The distance from Troy, now Truva, in Turkey, to the Ionian island of Ithaca is only about 550 nautical miles. Yet after the Trojan War it took the ancient Greek warrior Odysseus 10 years to find his way home to wife Penelope, west across the Mediterranean. It was a voyage on which, as Homer’s opening paragraph puts it, “he suffered great anguish on the high seas”.
The Odyssey is not, then, an obvious book on which to base a cruising itinerary. For a start it’s fiction and the geography in it is essentially invented. Focus your route, however, on the places believed to have inspired the islands in the heart of the poem (books nine to 12), which are mostly in the Tyrrhenian Sea, west of the Italian mainland, and Homer’s epic has the potential to inspire and inform a Mediterranean superyacht charter that appeals to the most discerning lotus-eater.
Mljet, Croatia
The saga starts on the island of Ogygia, home of the nymph Calypso, on which she holds Odysseus prisoner. Several places lay claim to having been the model for Ogygia, not least Gozo off the coast of Malta, and Mljet, off Croatia’s Dalmatian coast. Who knows if there’s truth in either, but Homer’s descriptions of the extraordinary “vaulted cavern” in which Odysseus is forced “to sleep with her, cold lover, ardent lady”, the fragrant landscape of cypress, cedar, alder, juniper and vines, not to mention the abundant red wine produced from them, chime with the reality of modern Mljet.
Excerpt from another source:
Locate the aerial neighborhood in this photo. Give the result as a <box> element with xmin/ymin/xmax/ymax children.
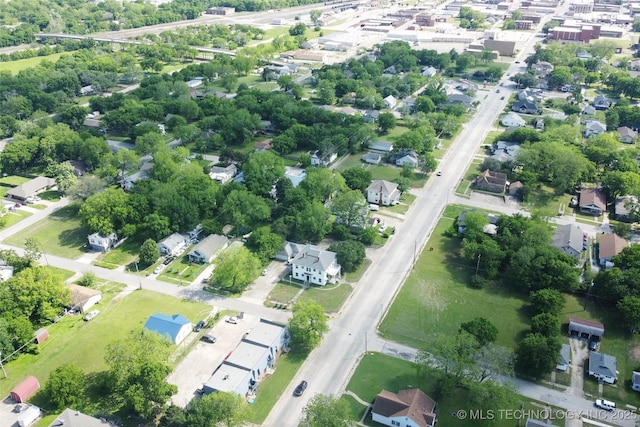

It is an idyllic place, much of it a forest-cloaked national park with two small salt lakes, one containing an island with a 12th century Romanesque monastery. Mljet is well worth an overnight stop if you are sailing in the Adriatic north out of Porto Montenegro or Dubrovnik, or south from Split. It is on Mljet that Odysseus’s prayers are finally heard on Mount Olympus and he’s allowed to escape. From then on the story, told mostly in flashback, is a familiar one. Leaving Troy, Odysseus and his flotilla are “wafted” north toward Thrace – now around the borders of eastern Greece, Bulgaria and Turkey – and Ismarus, “the city of the Cicones”. His behaviour there is not exemplary. “I sacked this place and destroyed its menfolk,” he later relates to Alcinous, king of the Phaeacians. “The women and the vast plunder that we took from the town we divided so that no one, as far as I could help it, should go short of his proper share. And then I said we must escape with all possible speed.”
Need to know: With calm, secluded waters, Mljet offers some of the most idyllic anchorages in the secret islands of Croatia. The village of Polae has a wealth of ancient ruins, including a Roman palace.